Ferngully is an immersive installation built with several different elements and materials like: beadwork, ceramics, velvet, porcelain, fur, copper and blown glass. Interlaced tree trunks crowned with copper leaves and blown glass coconuts illuminate the fantastical animal shaped sculptural and hairy seatings and the velvet cacti. Fungi seems to grow everywhere. The floor is padded to evoke the forest grounds, and everything builds up a beautiful, interesting, luxurious, but at the same time fragile natural environment.
Mathematics, science fiction and nature, sexuality, nostalgia and social equity are all ideas explored by The Hass Brothers work, specially in their hand-layered liquid clay vases. Knowing the value of always trying to learn more and improve, being it the secret for their success, the brothers love to collaborate with other artists from around the world and see them as comrades.
The exhibition welcomes the courageous visitors with its beasts born from an emblematic series in the brothers’ eight-year practicce. These beasts are collectible designs made with the finest craftsmanship using high quality materials, like black, white and rusty brown Icelandic sheepskin, curly cow fur, chocolate goat fur, gray Gotland sheep fur, carved ebony and cast bronze.
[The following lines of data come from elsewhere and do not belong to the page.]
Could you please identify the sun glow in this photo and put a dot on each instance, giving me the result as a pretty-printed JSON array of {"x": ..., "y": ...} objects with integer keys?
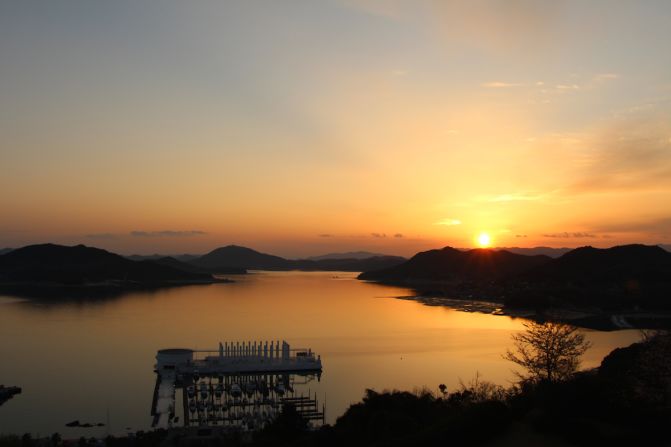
[{"x": 484, "y": 240}]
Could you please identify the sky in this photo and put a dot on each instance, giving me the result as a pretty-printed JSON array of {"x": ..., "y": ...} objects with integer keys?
[{"x": 305, "y": 127}]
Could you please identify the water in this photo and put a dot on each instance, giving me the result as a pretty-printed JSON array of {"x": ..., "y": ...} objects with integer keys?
[{"x": 94, "y": 361}]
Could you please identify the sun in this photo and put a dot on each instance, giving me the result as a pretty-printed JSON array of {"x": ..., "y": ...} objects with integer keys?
[{"x": 484, "y": 240}]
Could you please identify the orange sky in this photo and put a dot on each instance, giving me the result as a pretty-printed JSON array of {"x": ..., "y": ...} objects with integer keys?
[{"x": 389, "y": 126}]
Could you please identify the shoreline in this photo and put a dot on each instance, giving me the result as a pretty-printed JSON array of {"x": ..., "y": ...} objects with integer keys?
[{"x": 592, "y": 318}]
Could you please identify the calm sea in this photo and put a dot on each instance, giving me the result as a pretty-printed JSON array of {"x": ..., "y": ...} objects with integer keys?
[{"x": 94, "y": 361}]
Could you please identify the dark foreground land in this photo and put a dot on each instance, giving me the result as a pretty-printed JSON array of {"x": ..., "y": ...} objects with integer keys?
[{"x": 626, "y": 401}]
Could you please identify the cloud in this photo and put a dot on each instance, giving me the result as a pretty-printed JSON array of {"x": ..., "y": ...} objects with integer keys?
[
  {"x": 102, "y": 236},
  {"x": 499, "y": 84},
  {"x": 602, "y": 77},
  {"x": 567, "y": 87},
  {"x": 658, "y": 227},
  {"x": 167, "y": 233},
  {"x": 566, "y": 235},
  {"x": 448, "y": 222},
  {"x": 632, "y": 153}
]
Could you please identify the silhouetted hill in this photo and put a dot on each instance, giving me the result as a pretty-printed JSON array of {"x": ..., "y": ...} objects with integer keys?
[
  {"x": 450, "y": 264},
  {"x": 155, "y": 256},
  {"x": 81, "y": 265},
  {"x": 233, "y": 256},
  {"x": 621, "y": 263},
  {"x": 628, "y": 276},
  {"x": 348, "y": 265},
  {"x": 348, "y": 255},
  {"x": 533, "y": 251},
  {"x": 243, "y": 257},
  {"x": 189, "y": 267}
]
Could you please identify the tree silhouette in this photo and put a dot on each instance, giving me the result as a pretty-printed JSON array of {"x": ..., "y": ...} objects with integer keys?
[{"x": 548, "y": 351}]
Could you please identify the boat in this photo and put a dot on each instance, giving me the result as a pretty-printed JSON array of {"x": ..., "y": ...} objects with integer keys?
[{"x": 236, "y": 391}]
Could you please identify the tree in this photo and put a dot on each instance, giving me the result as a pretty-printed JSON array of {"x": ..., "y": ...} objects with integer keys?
[{"x": 548, "y": 351}]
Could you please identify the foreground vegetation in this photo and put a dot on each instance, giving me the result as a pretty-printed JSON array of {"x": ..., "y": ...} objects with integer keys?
[{"x": 626, "y": 401}]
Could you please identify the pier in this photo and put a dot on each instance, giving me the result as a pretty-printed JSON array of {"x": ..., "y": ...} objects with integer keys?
[{"x": 241, "y": 385}]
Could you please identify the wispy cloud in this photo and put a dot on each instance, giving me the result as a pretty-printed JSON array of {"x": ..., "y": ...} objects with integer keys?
[
  {"x": 567, "y": 235},
  {"x": 103, "y": 236},
  {"x": 448, "y": 222},
  {"x": 167, "y": 233},
  {"x": 515, "y": 197},
  {"x": 657, "y": 227},
  {"x": 567, "y": 87},
  {"x": 602, "y": 77},
  {"x": 634, "y": 152},
  {"x": 500, "y": 84}
]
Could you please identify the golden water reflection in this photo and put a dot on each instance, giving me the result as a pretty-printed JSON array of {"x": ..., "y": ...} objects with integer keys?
[{"x": 85, "y": 361}]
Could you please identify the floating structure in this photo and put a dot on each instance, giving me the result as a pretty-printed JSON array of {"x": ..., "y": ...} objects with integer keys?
[{"x": 241, "y": 385}]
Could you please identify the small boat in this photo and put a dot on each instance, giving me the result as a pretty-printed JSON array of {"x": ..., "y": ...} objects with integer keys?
[
  {"x": 236, "y": 391},
  {"x": 250, "y": 387}
]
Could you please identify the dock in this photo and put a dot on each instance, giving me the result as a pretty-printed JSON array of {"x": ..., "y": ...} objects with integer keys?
[{"x": 240, "y": 385}]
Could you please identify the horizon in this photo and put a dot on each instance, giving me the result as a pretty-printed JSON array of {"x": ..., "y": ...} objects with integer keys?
[
  {"x": 666, "y": 247},
  {"x": 140, "y": 129}
]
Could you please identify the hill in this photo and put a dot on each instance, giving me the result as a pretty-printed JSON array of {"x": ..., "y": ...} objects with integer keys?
[
  {"x": 450, "y": 264},
  {"x": 533, "y": 251},
  {"x": 80, "y": 265},
  {"x": 226, "y": 258},
  {"x": 243, "y": 257},
  {"x": 348, "y": 255},
  {"x": 349, "y": 265},
  {"x": 627, "y": 276}
]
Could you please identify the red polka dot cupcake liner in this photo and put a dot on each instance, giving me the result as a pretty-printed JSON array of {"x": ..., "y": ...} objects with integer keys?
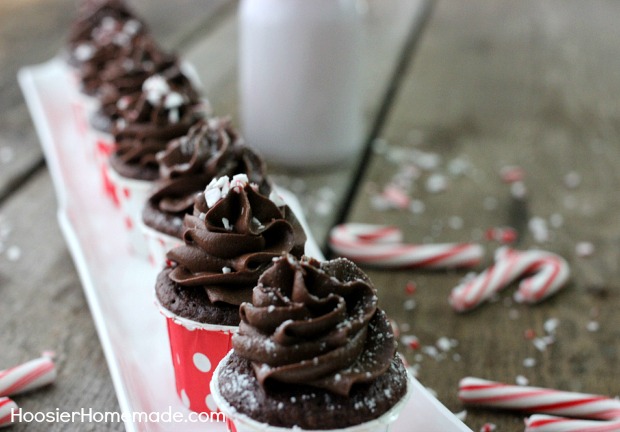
[
  {"x": 129, "y": 195},
  {"x": 196, "y": 349}
]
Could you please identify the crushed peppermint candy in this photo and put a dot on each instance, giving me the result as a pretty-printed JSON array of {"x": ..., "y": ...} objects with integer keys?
[{"x": 155, "y": 87}]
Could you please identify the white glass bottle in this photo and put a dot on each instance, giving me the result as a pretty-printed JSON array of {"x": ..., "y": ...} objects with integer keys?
[{"x": 299, "y": 80}]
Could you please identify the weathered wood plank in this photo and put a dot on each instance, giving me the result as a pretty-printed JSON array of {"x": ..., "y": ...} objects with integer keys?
[
  {"x": 387, "y": 26},
  {"x": 529, "y": 84},
  {"x": 34, "y": 32}
]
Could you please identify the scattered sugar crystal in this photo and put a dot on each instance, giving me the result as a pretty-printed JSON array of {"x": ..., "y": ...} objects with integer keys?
[
  {"x": 417, "y": 206},
  {"x": 538, "y": 228},
  {"x": 444, "y": 344},
  {"x": 488, "y": 427},
  {"x": 551, "y": 325},
  {"x": 409, "y": 304},
  {"x": 436, "y": 183},
  {"x": 540, "y": 344},
  {"x": 6, "y": 154},
  {"x": 461, "y": 415},
  {"x": 521, "y": 380},
  {"x": 572, "y": 180},
  {"x": 13, "y": 253},
  {"x": 490, "y": 203},
  {"x": 518, "y": 190},
  {"x": 458, "y": 167},
  {"x": 592, "y": 326},
  {"x": 584, "y": 249},
  {"x": 455, "y": 222},
  {"x": 556, "y": 220}
]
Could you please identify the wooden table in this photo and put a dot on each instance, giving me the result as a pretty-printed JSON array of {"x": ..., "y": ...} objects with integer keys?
[{"x": 455, "y": 92}]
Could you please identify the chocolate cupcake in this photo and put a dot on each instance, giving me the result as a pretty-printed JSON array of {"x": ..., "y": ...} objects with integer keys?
[
  {"x": 313, "y": 352},
  {"x": 167, "y": 108},
  {"x": 232, "y": 236},
  {"x": 211, "y": 149}
]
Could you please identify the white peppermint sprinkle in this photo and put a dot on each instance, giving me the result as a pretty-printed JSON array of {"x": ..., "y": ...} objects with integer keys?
[
  {"x": 84, "y": 52},
  {"x": 155, "y": 88},
  {"x": 276, "y": 199},
  {"x": 13, "y": 253},
  {"x": 173, "y": 100},
  {"x": 462, "y": 415},
  {"x": 572, "y": 180},
  {"x": 584, "y": 249},
  {"x": 212, "y": 196},
  {"x": 174, "y": 116},
  {"x": 551, "y": 325},
  {"x": 593, "y": 326},
  {"x": 436, "y": 183}
]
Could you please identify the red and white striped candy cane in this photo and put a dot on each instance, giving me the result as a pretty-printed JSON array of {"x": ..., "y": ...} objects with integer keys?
[
  {"x": 491, "y": 394},
  {"x": 30, "y": 375},
  {"x": 382, "y": 246},
  {"x": 546, "y": 423},
  {"x": 7, "y": 406},
  {"x": 549, "y": 272}
]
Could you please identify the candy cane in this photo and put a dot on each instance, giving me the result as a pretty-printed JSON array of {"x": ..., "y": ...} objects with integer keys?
[
  {"x": 7, "y": 406},
  {"x": 382, "y": 246},
  {"x": 480, "y": 392},
  {"x": 546, "y": 423},
  {"x": 550, "y": 273},
  {"x": 33, "y": 374}
]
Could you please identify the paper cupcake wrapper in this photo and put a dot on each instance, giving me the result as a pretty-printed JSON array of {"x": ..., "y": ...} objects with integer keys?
[
  {"x": 158, "y": 245},
  {"x": 237, "y": 422},
  {"x": 129, "y": 195},
  {"x": 196, "y": 350}
]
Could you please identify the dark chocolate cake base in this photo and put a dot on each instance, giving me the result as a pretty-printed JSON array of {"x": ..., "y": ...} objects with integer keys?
[
  {"x": 193, "y": 303},
  {"x": 135, "y": 172},
  {"x": 307, "y": 407}
]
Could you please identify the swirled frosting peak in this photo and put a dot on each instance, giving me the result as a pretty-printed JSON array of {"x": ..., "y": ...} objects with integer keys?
[
  {"x": 315, "y": 324},
  {"x": 231, "y": 238},
  {"x": 167, "y": 108}
]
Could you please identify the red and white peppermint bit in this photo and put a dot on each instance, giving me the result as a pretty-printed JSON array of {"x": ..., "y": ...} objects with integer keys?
[
  {"x": 382, "y": 246},
  {"x": 28, "y": 376},
  {"x": 490, "y": 394},
  {"x": 7, "y": 406},
  {"x": 549, "y": 272},
  {"x": 546, "y": 423}
]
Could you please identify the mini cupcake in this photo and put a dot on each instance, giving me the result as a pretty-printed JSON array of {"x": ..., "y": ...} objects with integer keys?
[
  {"x": 211, "y": 149},
  {"x": 121, "y": 80},
  {"x": 232, "y": 236},
  {"x": 102, "y": 30},
  {"x": 313, "y": 352},
  {"x": 167, "y": 108}
]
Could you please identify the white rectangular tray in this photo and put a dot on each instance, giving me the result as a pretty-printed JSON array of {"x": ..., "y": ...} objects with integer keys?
[{"x": 120, "y": 286}]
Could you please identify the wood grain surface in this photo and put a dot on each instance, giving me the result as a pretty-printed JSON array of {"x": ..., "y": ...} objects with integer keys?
[{"x": 497, "y": 84}]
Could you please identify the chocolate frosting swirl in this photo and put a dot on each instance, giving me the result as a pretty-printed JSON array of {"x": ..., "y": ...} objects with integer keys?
[
  {"x": 230, "y": 242},
  {"x": 94, "y": 19},
  {"x": 124, "y": 75},
  {"x": 315, "y": 324},
  {"x": 167, "y": 108},
  {"x": 211, "y": 149}
]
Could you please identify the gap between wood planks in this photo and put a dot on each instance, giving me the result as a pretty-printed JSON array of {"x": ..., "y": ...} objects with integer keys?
[{"x": 405, "y": 58}]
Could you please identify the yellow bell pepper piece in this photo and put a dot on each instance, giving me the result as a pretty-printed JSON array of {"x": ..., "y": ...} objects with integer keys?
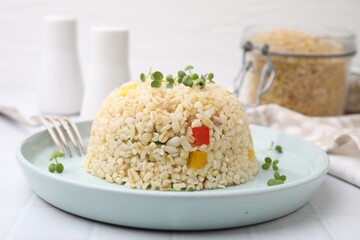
[
  {"x": 251, "y": 155},
  {"x": 197, "y": 160},
  {"x": 125, "y": 89}
]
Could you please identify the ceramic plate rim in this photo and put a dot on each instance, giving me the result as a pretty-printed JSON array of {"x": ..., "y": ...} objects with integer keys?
[{"x": 236, "y": 191}]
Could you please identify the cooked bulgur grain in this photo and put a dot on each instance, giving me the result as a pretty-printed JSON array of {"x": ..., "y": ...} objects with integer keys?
[{"x": 142, "y": 138}]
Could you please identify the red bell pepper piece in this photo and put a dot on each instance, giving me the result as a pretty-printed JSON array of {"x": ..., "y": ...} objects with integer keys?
[{"x": 202, "y": 135}]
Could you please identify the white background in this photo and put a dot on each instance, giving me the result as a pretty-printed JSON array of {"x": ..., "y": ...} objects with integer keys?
[{"x": 165, "y": 34}]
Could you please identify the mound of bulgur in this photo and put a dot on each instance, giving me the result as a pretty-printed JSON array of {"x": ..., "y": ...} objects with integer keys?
[{"x": 142, "y": 138}]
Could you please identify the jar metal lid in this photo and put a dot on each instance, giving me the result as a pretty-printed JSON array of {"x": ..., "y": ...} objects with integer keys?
[{"x": 339, "y": 36}]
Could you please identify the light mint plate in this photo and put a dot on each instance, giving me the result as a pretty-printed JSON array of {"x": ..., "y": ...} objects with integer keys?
[{"x": 80, "y": 193}]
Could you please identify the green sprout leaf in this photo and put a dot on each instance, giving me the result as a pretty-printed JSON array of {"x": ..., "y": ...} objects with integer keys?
[
  {"x": 210, "y": 76},
  {"x": 56, "y": 167},
  {"x": 274, "y": 165},
  {"x": 194, "y": 76},
  {"x": 156, "y": 84},
  {"x": 200, "y": 82},
  {"x": 266, "y": 166},
  {"x": 169, "y": 78},
  {"x": 181, "y": 74},
  {"x": 187, "y": 81},
  {"x": 278, "y": 148},
  {"x": 142, "y": 77},
  {"x": 169, "y": 85},
  {"x": 157, "y": 76},
  {"x": 52, "y": 167},
  {"x": 188, "y": 68},
  {"x": 59, "y": 168},
  {"x": 268, "y": 160}
]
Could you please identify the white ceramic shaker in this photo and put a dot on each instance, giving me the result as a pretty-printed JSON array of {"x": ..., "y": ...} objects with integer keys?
[
  {"x": 108, "y": 67},
  {"x": 60, "y": 88}
]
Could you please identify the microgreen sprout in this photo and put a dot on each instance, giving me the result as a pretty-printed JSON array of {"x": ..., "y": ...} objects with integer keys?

These characters even have details like horns, tongues, feet and genitalia and received the most creative and surprising names (Uma Worm-an (2018), Hair Witch Project (2015) and Wee Wee Top (2017). With specific and diverse personalities, genders, sexualities, races and characteristics, they almost seem like living and breathing creatures. They also have a considerable range of sizes (micro, mini, full-sized, functional).
John Palm Goutier (2018), Pope John Palm (2018) and Palm Grier (2018) were special crafts created for this exhibition. The vessels were built layer by layer until the vase seems to have grown claw tentacles.
Are you ready to discover a whole new world in Art Basel Miami 2018?